I have a SAS dataset that is about 4GB in size (56 million rows by 6 variables). I need to transfer this file to another system that I've been told has a 2GB file size limit.
Other than IT solutions to this issue (we're working on these solutions), I'm wondering if anyone has any good SAS-based solutions.
I was thinking of creating 4 1GB subsets of the data and then creating a SAS view to access the subsets, but I'm not sure if SAS views end up creating a combined temporary dataset (that could be up to 4GB in this case) when they're accessed.
I was also thinking of creating indices for the 2 character variables to reduce the file size. On the good side, the values stored in the dataset would be numeric which would take less space than the character strings. On the bad side, I would need to create at least one format with 55,000 values.
What solutions have people used to deal with a SAS dataset that is larger than the hardware will allow?
I'm surprised that 56 million rows and 6 variables result in a 4Gb dataset. That seems way too much. But, ok, you have it and have to deal with it.
You could use the COMPRESS dataset-option, which probably will reduce the 4Gb substantially. However, this option helps you to store the enormous dataset, but it will be de-compressed whenever you use it with SAS.
Another idea you already suggested and would be using numeric counterparts for the character variables. Perhaps you could use a PROC FREQ for determining the 55,000 different values and at the same time store these in a dataset. From that dataset you could build your format and store that.

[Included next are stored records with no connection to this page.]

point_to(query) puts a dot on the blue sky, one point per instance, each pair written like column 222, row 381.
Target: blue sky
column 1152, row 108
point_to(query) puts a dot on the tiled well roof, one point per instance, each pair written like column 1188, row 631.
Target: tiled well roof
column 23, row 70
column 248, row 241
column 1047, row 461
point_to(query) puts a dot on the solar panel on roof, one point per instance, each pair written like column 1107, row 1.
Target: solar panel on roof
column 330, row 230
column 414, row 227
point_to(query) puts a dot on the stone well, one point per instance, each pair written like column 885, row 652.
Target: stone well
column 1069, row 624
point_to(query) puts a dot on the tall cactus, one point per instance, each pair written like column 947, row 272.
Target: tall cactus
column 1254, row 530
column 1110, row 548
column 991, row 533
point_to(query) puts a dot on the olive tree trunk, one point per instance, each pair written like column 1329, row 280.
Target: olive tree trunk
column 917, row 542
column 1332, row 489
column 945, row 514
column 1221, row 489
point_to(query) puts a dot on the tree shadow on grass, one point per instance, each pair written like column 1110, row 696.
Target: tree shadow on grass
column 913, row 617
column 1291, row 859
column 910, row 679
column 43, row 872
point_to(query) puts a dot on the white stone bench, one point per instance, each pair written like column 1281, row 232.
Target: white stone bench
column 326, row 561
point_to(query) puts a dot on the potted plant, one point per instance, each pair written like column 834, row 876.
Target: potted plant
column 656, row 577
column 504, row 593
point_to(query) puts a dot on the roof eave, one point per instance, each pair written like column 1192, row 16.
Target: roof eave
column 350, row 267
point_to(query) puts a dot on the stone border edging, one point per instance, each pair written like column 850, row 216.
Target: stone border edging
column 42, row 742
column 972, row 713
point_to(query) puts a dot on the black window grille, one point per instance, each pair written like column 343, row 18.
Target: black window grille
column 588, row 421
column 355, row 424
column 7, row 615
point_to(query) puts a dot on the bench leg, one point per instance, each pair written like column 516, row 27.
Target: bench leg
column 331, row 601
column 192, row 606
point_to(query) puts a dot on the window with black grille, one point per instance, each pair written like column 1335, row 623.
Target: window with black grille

Another trick would be to check whether the length of the character variables is not too big. Is there any value that uses the maximum width? If not, adjust the length to that smaller size. I guess that about a year ago, SAS publiced a macro that would check the maximum length of the values of a character variable. Maybe you can dig it up.
Similarly, you could try to reduce the number of bytes used for each numeric variable, but this is tricky.

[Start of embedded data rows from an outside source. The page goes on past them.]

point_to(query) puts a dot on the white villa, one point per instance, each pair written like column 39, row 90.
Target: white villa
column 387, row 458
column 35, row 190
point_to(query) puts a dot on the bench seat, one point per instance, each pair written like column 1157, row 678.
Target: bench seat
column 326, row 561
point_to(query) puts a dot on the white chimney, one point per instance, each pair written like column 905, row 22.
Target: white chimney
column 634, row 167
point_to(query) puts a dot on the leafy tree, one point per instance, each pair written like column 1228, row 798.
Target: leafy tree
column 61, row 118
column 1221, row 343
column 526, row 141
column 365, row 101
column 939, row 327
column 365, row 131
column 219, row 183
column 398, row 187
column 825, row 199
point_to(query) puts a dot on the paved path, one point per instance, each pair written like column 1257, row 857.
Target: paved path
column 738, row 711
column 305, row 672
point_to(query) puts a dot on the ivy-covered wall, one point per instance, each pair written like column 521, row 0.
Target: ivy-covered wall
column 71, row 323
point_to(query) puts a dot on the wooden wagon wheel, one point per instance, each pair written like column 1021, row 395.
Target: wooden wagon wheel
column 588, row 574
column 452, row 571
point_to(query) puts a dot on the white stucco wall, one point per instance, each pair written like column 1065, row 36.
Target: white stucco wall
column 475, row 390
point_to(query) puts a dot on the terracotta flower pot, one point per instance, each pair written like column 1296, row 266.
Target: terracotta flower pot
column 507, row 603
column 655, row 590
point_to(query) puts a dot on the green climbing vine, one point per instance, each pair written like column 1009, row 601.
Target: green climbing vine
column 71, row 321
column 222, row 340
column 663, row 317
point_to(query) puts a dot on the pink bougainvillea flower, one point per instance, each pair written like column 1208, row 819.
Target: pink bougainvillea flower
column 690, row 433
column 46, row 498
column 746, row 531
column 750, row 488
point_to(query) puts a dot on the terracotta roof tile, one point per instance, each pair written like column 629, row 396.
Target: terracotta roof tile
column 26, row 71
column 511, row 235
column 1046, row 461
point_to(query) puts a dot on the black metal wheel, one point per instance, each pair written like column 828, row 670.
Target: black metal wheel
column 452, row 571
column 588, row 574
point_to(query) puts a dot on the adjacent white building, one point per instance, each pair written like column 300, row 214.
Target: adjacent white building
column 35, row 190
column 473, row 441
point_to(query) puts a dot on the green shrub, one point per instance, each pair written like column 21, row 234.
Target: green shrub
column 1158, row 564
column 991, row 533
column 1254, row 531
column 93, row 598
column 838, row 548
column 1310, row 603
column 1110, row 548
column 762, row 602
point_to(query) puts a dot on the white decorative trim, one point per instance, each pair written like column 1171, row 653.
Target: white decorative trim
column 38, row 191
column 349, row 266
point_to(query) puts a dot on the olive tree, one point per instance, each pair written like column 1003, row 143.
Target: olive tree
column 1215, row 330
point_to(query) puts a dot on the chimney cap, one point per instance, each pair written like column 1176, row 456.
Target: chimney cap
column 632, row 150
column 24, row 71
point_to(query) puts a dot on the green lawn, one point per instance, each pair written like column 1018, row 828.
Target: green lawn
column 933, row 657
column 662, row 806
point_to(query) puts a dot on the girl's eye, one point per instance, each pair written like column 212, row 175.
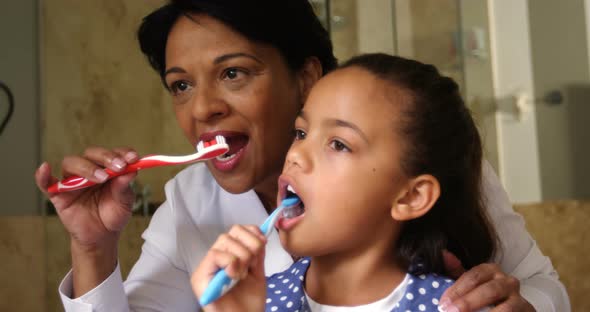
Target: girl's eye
column 299, row 134
column 339, row 146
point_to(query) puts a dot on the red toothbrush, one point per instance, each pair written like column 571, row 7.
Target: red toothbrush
column 205, row 151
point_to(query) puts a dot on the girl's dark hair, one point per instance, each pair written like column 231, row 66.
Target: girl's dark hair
column 441, row 140
column 290, row 26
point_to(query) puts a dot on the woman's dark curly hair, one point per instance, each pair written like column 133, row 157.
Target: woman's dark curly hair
column 442, row 140
column 290, row 26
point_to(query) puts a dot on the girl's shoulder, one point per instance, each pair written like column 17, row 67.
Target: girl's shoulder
column 284, row 290
column 423, row 292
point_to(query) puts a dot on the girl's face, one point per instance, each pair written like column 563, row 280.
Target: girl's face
column 223, row 83
column 344, row 164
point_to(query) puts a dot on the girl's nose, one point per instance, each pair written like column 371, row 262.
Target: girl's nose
column 207, row 106
column 298, row 157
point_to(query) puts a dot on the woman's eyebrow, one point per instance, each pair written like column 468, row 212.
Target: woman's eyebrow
column 225, row 57
column 174, row 70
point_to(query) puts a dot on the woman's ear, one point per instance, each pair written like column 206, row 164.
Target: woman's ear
column 310, row 73
column 417, row 199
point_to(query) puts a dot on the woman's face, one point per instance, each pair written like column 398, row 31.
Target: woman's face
column 224, row 84
column 345, row 166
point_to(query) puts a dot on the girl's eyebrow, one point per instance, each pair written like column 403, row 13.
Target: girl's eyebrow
column 334, row 122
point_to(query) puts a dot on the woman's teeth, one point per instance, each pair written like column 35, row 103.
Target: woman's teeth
column 226, row 157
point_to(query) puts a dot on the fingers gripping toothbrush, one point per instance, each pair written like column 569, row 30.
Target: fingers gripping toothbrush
column 221, row 283
column 205, row 151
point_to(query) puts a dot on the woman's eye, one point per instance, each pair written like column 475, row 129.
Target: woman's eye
column 299, row 134
column 339, row 146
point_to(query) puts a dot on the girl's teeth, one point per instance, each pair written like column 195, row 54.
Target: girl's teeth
column 293, row 212
column 290, row 189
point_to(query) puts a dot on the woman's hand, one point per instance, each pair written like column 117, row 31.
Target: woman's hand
column 95, row 216
column 482, row 286
column 241, row 253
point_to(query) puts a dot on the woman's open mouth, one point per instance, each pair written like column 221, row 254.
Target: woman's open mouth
column 237, row 146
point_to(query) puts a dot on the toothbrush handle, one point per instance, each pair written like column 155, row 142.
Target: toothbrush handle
column 77, row 182
column 217, row 287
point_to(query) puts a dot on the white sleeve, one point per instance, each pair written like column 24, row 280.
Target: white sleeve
column 520, row 256
column 157, row 281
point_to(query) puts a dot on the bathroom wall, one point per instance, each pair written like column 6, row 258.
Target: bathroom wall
column 19, row 143
column 98, row 88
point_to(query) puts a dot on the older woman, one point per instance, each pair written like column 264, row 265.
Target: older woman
column 240, row 69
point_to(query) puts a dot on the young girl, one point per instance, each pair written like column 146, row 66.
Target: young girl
column 387, row 162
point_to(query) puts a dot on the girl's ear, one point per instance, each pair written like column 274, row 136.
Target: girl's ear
column 417, row 199
column 309, row 75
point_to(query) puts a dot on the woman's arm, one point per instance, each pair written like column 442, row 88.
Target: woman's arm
column 157, row 282
column 522, row 278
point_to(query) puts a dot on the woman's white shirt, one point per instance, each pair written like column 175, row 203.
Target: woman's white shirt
column 197, row 211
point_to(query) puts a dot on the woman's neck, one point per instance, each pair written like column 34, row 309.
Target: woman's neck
column 361, row 279
column 267, row 192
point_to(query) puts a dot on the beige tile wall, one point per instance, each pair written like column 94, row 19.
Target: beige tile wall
column 35, row 258
column 98, row 89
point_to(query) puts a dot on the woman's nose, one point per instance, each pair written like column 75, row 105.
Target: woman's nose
column 207, row 106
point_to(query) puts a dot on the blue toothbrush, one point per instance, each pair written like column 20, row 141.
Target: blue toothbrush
column 221, row 282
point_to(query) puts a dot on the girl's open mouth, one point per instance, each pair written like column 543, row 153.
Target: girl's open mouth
column 291, row 215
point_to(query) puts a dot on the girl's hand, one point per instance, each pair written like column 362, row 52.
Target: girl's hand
column 96, row 215
column 241, row 253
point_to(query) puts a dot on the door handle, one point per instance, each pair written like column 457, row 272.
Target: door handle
column 10, row 98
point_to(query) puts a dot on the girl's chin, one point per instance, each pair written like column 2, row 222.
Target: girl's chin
column 286, row 224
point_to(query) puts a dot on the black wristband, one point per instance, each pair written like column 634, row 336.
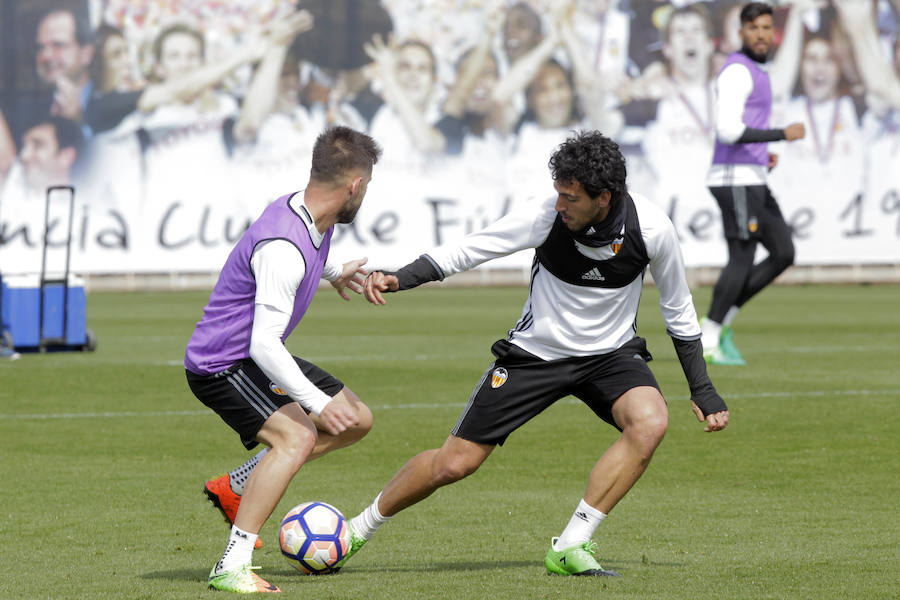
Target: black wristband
column 422, row 270
column 754, row 136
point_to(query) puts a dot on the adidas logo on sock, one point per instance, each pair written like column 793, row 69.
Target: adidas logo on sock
column 594, row 274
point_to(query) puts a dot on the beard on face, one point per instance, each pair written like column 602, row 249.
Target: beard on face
column 760, row 58
column 348, row 211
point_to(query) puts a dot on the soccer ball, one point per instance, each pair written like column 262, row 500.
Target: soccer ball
column 314, row 537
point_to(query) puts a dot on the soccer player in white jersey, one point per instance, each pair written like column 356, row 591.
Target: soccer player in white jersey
column 576, row 336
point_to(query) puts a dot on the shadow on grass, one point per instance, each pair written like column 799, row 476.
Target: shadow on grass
column 615, row 565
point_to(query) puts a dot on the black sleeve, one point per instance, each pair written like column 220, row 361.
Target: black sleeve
column 752, row 136
column 703, row 394
column 422, row 270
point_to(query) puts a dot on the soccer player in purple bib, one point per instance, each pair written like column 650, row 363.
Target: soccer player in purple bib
column 236, row 361
column 593, row 242
column 737, row 179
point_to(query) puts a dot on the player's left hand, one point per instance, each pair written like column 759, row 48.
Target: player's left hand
column 351, row 277
column 714, row 422
column 338, row 416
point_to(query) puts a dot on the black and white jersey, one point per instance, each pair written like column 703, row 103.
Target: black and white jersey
column 583, row 300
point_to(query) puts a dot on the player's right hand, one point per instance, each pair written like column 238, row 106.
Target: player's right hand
column 378, row 282
column 338, row 416
column 794, row 131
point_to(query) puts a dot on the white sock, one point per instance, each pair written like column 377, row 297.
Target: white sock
column 239, row 550
column 581, row 526
column 240, row 475
column 710, row 333
column 730, row 315
column 366, row 523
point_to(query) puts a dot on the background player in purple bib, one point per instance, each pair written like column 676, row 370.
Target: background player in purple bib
column 737, row 180
column 236, row 362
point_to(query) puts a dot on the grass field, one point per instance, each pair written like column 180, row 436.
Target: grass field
column 104, row 455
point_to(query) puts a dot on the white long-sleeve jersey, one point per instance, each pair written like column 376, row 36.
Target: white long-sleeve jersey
column 561, row 319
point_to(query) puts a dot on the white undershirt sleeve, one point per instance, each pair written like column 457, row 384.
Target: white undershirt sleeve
column 279, row 268
column 667, row 268
column 333, row 270
column 733, row 86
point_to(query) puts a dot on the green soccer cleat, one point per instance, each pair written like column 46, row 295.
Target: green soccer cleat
column 575, row 560
column 726, row 343
column 356, row 543
column 241, row 580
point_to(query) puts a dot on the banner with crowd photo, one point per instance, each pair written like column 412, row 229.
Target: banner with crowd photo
column 172, row 192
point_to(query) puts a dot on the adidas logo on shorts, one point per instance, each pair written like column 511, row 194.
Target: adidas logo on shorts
column 594, row 275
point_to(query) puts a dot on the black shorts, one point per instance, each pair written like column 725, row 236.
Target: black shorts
column 519, row 385
column 747, row 210
column 245, row 397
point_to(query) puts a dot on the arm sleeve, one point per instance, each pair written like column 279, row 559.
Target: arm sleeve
column 752, row 136
column 703, row 394
column 677, row 305
column 279, row 268
column 333, row 270
column 667, row 269
column 422, row 270
column 733, row 87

I did a few calculations to check whether a 4GB file size seems appropriate. My six variables are $32, $15, 8, $1, 8, 8 in length for a total of 72 bytes per row. 56x10e6 rows x 72 bytes per row / 1.07x10e9 bytes per GB is about equal to 3.8GB. The character formats are as small as they can be, but you're right that I could reduce two of these to just 8 bytes if I use numeric values with a format.
If I replace two of the character values with numeric values (and create a format for each of the unique character strings), my six variables would still come to 41 bytes per row which calculates to about 2.1GB. This is too close to the limit for my comfort.
In your online documentation, or in the version on the SAS website, look up the chapter on numeric precision for your target Operating System.
You will note that for Windows and Unix, (which are systems using IEEE for numeric storage) you can precisely store integer values between 0 and 8192 with a 3 byte number. A 4 byte number will store integer values up to 2097152 which equates to dates up to 23Oct7701.
If your new host is MVS (which seems unlikely) then the floating point storage allows for even larger storage capacity.
The caveats are that you ensure the values won't exceed the upper limit, that they are integers (real numbers will have a lower limit) and that you will see the numbers expanded to 8 bytes as the data are read which may affect memory usage and disk storage of target tables.